Below, Ollie stares at the spectacle and says to himself, “It’s really true.”
Jonathon looks up at the sky as another flash ignites the center of the thunderhead in a yellow-blue burst.
“Winter lightning,” he says. “Very rare.” No one hears him.
No one is listening.
As the thunderhead lights up again, Alice starts to stand. She is just saying, “I’m ready, dear Lord…” when a terrifying clap of thunder tears through the night, startling her. She starts to fall. Steps backward to catch herself. Skids on a patch of ice. Tumbles over the edge of the roof, arms outstretched, robes flying majestically, body suddenly crunching against the frozen ground, eyes still open, smiling.
Horrified, Ollie rushes to her. Scoops her into his arms. Sees the spattered blood and lifeless eyes. Knows she is gone.
With gasps and moans the others scurry back down the ladder. The reality of death has erased their thoughts of eternal life. The spectacular meteorological exhibition continues, but by the time Alice’s body is carried into the house the show is over.
Alice is the only one who is taken that evening, but not in the way they had thought. Everyone else is left behind, and the torment is as terrible as they had imagined.
Jesus did not come in the clouds.
At least not in Rochester, New York.
At the time of Alice Crenshaw’s fall from the roof, Siyyid Kazim lies on his sleeping mat surrounded by nine of his students. Perspiration drains from his fevered body, soaking his white garments.
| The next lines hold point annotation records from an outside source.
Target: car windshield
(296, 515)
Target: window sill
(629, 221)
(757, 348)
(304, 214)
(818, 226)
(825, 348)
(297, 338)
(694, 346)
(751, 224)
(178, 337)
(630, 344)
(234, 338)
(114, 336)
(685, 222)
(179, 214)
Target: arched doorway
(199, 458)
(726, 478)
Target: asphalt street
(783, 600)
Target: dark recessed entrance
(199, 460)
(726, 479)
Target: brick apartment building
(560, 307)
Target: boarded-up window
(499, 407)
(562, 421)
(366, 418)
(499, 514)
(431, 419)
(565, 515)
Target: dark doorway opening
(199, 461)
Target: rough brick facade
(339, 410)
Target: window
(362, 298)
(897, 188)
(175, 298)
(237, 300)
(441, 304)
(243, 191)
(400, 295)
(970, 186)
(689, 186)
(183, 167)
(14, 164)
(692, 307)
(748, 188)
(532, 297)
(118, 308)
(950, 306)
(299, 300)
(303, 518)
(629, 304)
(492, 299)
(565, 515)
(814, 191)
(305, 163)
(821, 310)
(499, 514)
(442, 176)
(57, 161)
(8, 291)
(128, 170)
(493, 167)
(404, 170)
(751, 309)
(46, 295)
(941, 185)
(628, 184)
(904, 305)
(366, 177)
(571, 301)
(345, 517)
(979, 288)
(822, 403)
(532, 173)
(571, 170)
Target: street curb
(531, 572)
One of the students, Jahangir, reaches for Kazim’s hand and is startled by its heat.
“Your fever grows,” Jahangir says.
“Perhaps the fire within me,” Kazim replies hopefully, “is purging the last of my imperfections before I depart this world.”
“I have been praying that you will be healed!” Jahangir replies.
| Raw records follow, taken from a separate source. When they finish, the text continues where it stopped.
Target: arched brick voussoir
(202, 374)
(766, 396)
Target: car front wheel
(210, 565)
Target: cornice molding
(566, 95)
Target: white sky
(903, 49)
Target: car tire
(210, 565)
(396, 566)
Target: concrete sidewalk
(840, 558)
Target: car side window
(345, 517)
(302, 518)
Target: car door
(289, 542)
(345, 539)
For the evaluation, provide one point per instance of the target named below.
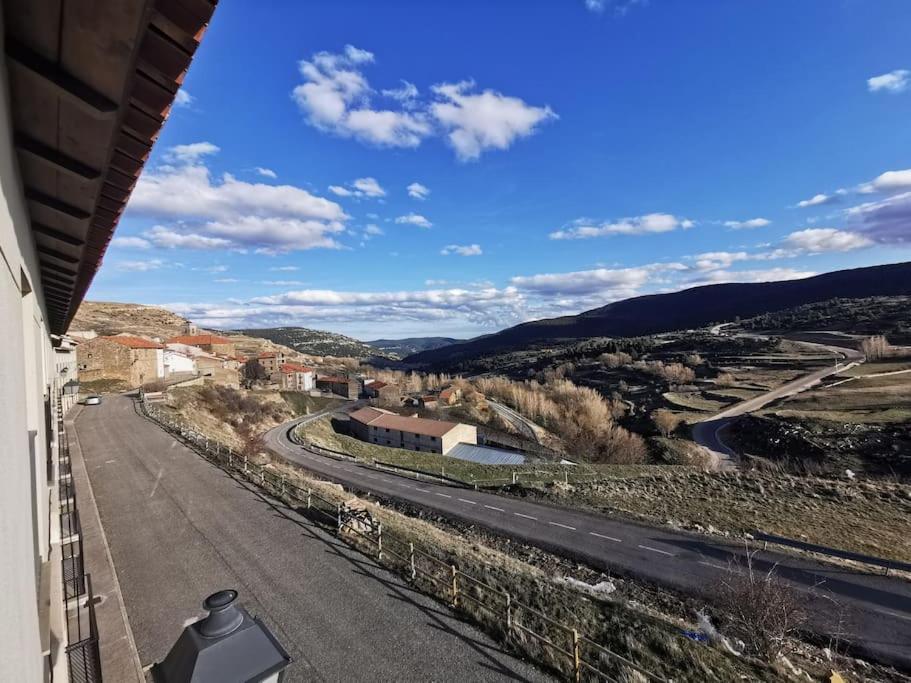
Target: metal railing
(82, 648)
(577, 655)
“You should be praying that you will accept God’s will.”
“It cannot be God’s will that you die before the Qa’im appears. That would be unfair. No one has worked harder to prepare us for His…”
Kazim angrily interrupts the young student. “And who are you to question God’s fairness?” He painfully raises himself up on one elbow to look into his student’s eyes. “Have you the foresight to see the end in the beginning? My death, which God told a shepherd would happen on the day of ‘Arafih, is the beginning of the end. And what day is this, Jahangir?”
“The day of ‘Arafih,” Jahangir sadly replies.
Kazim collapses onto his mat but continues to converse with the young student, though his words now come in short bursts between gasps for breath. “Of which offense do you accuse God, then? Of being in error when he revealed the time of my death, or of being unfair to take me before the Qa’im appears? Which is it?”
“God is Perfection,” Jahangir replies. He struggles to focus on the logic of this argument when his Master is dying. “He can be neither in error nor unfair.”
“In that case—” Kazim’s words grow more feeble—“do not pray for God to place himself in error by healing me, for the one thing that God cannot do is contradict his own perfection. And do not judge God’s fairness by the standard of your shortsightedness.”
Kazim smiles, takes a deep breath, and says, “God be with all of you in the times ahead.”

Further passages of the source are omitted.